During Monday’s hearing, Williams called SB 60 “common sense legislation” that would make “the streets safer and improve the relationship between law enforcement and the communities they serve.” 

“I firmly believe there is more that unites us than divides us, This is not an ‘us versus them’ situation,” he said. “Through common-sense reforms — banning chokeholds, preventing of sexual misconduct, making sure that bad officers are not allowed to avoid accountability for their actions — we can improve police (and) community relations, and we can restore the trust that’s the very foundation of public safety.”

No one testified in opposition to SB 60 but several groups representing sheriffs, police chiefs and rank-and-file officers spoke on its behalf. 

“We want to thank Sen. Williams for his efforts over the last six to eight months, sitting down with everyone involved, and reaching a consensus on a really good piece of legislation,” Missouri State Troopers Association Legislative Director Brad Thielemier said.

Noting support among law enforcement, Williams said the Legislature’s dominant Republicans should sign on to get the measure adopted. “This is going to require all hands on deck,” he said.

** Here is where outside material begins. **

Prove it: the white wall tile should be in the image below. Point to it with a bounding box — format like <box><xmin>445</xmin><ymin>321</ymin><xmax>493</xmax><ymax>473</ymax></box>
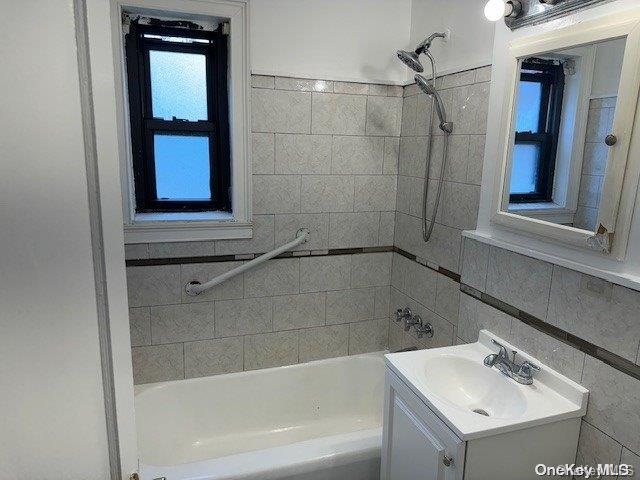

Many of the same law enforcement representatives and lobbyists who spoke in support of Williams’ SB 60, also testified on behalf of SB 66, which would impose a bevy of conditions and sanctions for “unlawful assemblies,” including removing a driver's liability for hitting a person taking part in a protest in a public right-of-way.

SB 66, filed by Sen. Rick Brattin, R-Harrisonville, would make it a felony to “conspire” with six or more people to violate Missouri laws against rioting or unlawful assembly. 

Brattin’s SB 66 would deny benefits to public employees convicted of unlawful assembly or rioting, withhold state funds from local governments that cut police budgets too much and impose a prison term of five to 15 years for vandalizing a monument on public property.

“We have the right for peaceful protests, but that does not protect the right of people to go and destroy monuments,” Brattin told the panel Monday.

Brattin’s SB 66 would make it legal to use deadly force against someone who is participating in an unlawful assembly if that person attempts to enter private property. 

That specific provision was installed to legally protect people like Mark and Patricia McCloskey who drew firearms on protesters on the street outside their Portland Place home last June.

SB 66 was criticized by several opponents, including activist Thomas True of St. Louis and Sharon Jones of the NAACP, who said the bill could encourage citizens to commit violence against protesters.

“It encourages vigilantism,” Jones said.